- Power type: Electric
- Builder: BN/ACEC
- Build date: 1993
- Total produced: 1
- Configuration:: ​
- • UIC: Bo′Bo′
- Gauge: 1,435 mm (4 ft 8+1⁄2 in) standard gauge
- Driver dia.: 1,250 mm (49.21 in)
- Length: 18.65 m (61 ft 2 in)
- Height: 3.60 m (11 ft 10 in)
- Loco weight: 88 t (86.61 long tons; 97.00 short tons)
- Electric system/s: 25 kV 50 Hz AC 3000 V DC
- Current pickup(s): Pantograph
- Traction motors: ACEC AM144D
- Maximum speed: 160 km/h (99 mph)
- Power output: 4,500 kW (6,000 hp)
- Tractive effort: 280 kN (63,000 lbf)
- Operators: SNCB/NMBS
- Class: 19
- Number in class: 1
- Numbers: 1901

= Belgian Railways Class 19 =

Class 19 is a class of electric locomotives operated by NMBS/SNCB, the state train operator of Belgium.

During 1993 Class 21 locomotive 2130 was converted for use as a test bed for the development of future class 13.

It was renumbered into Class 19 as 1901 for the testing program and was the only member of the class. The traction motors were replaced with asynchronous motors. It also gained a transformer that let it work under 25000 volts, 50 Hz AC and French signalling and train protection systems. The 3000 Volts DC capability was retained. The reason for this was because Class 13 was to be a dual voltage locomotive running on the same voltages with the same type of motors. 1901 operated into Lille Flandres station in France many times as part of the testing process. By 2001 the testing was completed and it was restored to standard with its original number of 2130.
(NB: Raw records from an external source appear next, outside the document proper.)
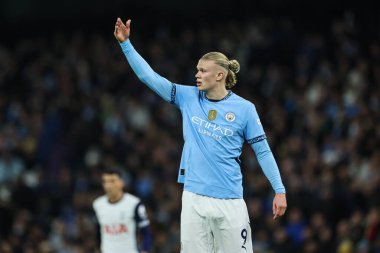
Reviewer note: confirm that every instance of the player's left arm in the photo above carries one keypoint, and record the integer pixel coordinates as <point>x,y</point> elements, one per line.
<point>257,139</point>
<point>143,226</point>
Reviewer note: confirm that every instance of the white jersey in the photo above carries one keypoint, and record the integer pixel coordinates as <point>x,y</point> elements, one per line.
<point>118,223</point>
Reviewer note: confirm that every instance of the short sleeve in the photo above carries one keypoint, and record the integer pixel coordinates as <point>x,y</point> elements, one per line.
<point>254,131</point>
<point>182,94</point>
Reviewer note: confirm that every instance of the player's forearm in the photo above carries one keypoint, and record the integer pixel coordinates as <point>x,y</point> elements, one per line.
<point>268,164</point>
<point>145,73</point>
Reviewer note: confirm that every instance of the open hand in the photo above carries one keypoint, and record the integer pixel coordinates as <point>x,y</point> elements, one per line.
<point>122,31</point>
<point>279,205</point>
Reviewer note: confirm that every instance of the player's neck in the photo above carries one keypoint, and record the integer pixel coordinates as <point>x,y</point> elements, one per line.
<point>217,93</point>
<point>116,198</point>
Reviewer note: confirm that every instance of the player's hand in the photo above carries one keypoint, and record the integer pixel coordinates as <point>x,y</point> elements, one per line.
<point>279,205</point>
<point>122,31</point>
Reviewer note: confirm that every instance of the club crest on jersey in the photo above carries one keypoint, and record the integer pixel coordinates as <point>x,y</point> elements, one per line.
<point>212,115</point>
<point>230,116</point>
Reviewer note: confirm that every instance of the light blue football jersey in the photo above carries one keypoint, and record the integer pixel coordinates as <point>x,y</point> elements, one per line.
<point>214,133</point>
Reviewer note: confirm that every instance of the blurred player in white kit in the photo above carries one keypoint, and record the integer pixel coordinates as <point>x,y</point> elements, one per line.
<point>121,217</point>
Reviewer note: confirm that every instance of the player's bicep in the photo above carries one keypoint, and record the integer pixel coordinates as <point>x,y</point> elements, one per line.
<point>182,94</point>
<point>253,131</point>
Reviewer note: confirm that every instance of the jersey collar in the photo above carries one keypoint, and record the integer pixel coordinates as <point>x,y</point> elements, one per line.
<point>218,100</point>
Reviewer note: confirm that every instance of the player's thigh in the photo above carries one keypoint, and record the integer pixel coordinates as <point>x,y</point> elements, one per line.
<point>232,232</point>
<point>195,229</point>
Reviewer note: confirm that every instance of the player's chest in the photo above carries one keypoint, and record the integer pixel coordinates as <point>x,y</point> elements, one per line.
<point>218,120</point>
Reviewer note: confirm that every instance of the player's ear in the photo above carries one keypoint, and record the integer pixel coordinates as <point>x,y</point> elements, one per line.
<point>220,76</point>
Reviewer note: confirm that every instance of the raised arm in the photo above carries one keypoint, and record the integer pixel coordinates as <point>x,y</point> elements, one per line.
<point>144,72</point>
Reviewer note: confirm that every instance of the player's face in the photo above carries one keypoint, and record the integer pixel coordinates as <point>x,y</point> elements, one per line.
<point>112,184</point>
<point>209,75</point>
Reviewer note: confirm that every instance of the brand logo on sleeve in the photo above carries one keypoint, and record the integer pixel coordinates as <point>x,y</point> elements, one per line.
<point>230,116</point>
<point>212,115</point>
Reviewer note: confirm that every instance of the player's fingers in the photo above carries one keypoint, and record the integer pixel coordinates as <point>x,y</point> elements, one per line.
<point>280,210</point>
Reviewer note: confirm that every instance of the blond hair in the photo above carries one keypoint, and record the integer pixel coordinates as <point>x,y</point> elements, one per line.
<point>232,66</point>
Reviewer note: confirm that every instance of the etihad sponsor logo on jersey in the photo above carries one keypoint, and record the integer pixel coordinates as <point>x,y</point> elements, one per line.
<point>115,229</point>
<point>213,130</point>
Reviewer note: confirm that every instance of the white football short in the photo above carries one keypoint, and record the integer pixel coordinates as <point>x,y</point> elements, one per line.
<point>211,225</point>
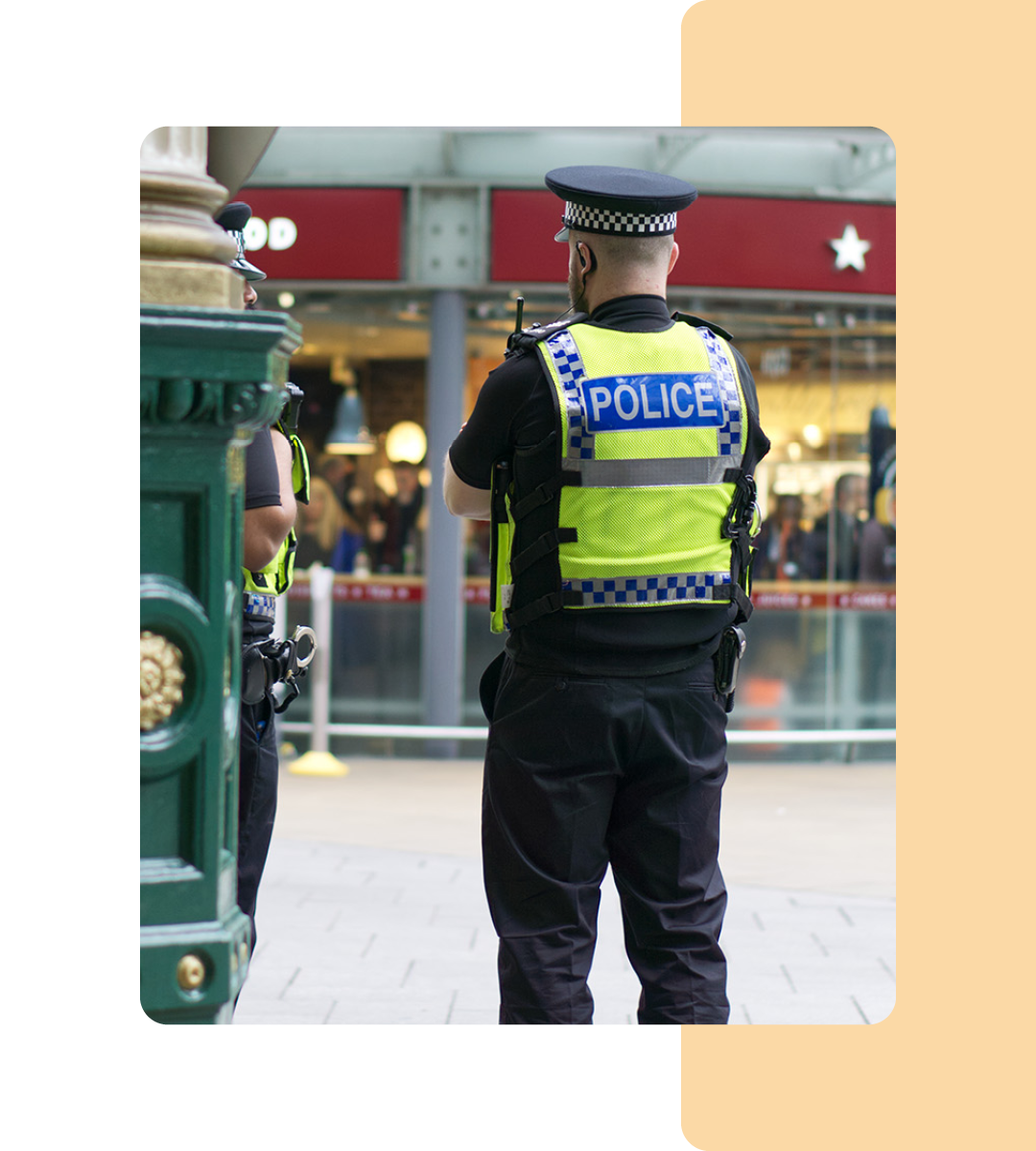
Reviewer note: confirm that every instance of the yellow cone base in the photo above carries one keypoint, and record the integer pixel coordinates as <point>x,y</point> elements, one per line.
<point>318,763</point>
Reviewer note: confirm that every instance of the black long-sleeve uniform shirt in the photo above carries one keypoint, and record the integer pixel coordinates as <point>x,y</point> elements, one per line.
<point>516,410</point>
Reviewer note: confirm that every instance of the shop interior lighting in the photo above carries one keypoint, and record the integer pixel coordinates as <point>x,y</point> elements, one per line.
<point>406,443</point>
<point>350,435</point>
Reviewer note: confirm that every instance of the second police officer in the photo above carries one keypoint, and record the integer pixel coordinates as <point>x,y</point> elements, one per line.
<point>614,453</point>
<point>276,482</point>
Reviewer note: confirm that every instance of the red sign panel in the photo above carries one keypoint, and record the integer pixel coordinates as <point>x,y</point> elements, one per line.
<point>326,233</point>
<point>410,590</point>
<point>725,242</point>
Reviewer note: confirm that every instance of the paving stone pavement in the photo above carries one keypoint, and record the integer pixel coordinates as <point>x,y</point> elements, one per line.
<point>372,910</point>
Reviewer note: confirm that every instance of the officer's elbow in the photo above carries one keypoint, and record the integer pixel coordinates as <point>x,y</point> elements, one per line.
<point>463,500</point>
<point>266,529</point>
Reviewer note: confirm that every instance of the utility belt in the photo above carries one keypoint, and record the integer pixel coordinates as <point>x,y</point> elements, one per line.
<point>728,660</point>
<point>271,665</point>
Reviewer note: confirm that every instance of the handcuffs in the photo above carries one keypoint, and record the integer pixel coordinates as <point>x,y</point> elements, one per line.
<point>271,663</point>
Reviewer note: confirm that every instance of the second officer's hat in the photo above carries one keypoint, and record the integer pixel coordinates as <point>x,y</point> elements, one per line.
<point>234,219</point>
<point>619,201</point>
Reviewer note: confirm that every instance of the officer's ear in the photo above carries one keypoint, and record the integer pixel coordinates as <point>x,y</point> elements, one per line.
<point>579,250</point>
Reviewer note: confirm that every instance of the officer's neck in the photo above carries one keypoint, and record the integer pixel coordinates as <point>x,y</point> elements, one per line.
<point>607,289</point>
<point>645,297</point>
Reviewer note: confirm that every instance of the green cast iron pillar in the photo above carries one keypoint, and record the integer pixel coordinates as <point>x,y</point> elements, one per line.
<point>210,378</point>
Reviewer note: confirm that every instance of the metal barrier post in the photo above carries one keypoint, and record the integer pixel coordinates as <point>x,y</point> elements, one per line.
<point>318,761</point>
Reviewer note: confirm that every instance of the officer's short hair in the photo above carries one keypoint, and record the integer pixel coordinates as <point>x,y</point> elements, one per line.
<point>626,251</point>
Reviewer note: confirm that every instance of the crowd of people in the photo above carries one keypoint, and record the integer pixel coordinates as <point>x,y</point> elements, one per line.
<point>348,528</point>
<point>356,532</point>
<point>843,544</point>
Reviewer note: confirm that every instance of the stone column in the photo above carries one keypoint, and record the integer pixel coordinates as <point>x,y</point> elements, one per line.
<point>184,254</point>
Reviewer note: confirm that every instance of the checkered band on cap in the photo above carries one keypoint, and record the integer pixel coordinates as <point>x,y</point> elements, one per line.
<point>622,223</point>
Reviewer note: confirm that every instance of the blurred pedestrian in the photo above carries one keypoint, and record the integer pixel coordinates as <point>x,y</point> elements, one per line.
<point>783,542</point>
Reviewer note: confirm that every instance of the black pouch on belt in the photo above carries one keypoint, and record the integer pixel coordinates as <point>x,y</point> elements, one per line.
<point>728,660</point>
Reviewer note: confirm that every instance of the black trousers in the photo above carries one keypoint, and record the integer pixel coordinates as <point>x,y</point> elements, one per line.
<point>584,771</point>
<point>257,801</point>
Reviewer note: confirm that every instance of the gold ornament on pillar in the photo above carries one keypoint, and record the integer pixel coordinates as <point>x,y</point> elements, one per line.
<point>161,679</point>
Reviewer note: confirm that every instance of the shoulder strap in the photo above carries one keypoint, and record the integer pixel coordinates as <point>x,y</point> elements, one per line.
<point>529,338</point>
<point>695,322</point>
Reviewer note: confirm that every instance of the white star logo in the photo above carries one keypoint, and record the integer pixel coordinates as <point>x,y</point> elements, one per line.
<point>850,248</point>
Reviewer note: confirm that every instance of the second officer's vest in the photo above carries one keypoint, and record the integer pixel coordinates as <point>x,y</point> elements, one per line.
<point>275,578</point>
<point>653,505</point>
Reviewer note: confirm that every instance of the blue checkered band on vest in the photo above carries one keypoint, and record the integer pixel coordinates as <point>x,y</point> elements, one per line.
<point>570,369</point>
<point>260,607</point>
<point>730,435</point>
<point>648,588</point>
<point>587,219</point>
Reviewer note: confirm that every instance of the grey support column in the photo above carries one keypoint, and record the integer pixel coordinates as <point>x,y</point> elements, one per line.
<point>442,630</point>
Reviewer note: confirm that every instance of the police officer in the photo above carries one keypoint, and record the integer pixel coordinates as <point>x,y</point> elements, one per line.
<point>613,453</point>
<point>276,482</point>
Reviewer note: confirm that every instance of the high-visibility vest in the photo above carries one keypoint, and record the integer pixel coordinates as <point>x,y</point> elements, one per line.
<point>275,578</point>
<point>654,506</point>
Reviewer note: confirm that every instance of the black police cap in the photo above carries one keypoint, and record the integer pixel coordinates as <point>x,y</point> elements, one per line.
<point>234,219</point>
<point>620,201</point>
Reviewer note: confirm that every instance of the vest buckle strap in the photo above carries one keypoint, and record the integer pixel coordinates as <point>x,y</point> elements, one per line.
<point>260,607</point>
<point>547,544</point>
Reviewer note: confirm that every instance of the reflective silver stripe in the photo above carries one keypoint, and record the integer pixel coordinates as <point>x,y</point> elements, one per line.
<point>649,473</point>
<point>649,588</point>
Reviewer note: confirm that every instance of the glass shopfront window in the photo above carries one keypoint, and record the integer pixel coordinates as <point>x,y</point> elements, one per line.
<point>822,640</point>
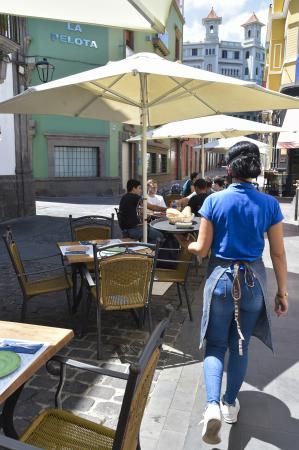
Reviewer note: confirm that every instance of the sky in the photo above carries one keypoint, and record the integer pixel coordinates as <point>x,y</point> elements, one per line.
<point>233,12</point>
In 2014, NMBS/SNCB decided to stop the first half of Class 21 (2101-2130). Part of this was because they had too many electric locomotives and part of it was because there was a need for otherwise unobtainable spare parts to keep Class 27 in service. These Class 21s will have their asbestos removed and be stripped of parts and scrapped in the near future. The second half of Class 21 is expected to meet the same fate by the end of 2015.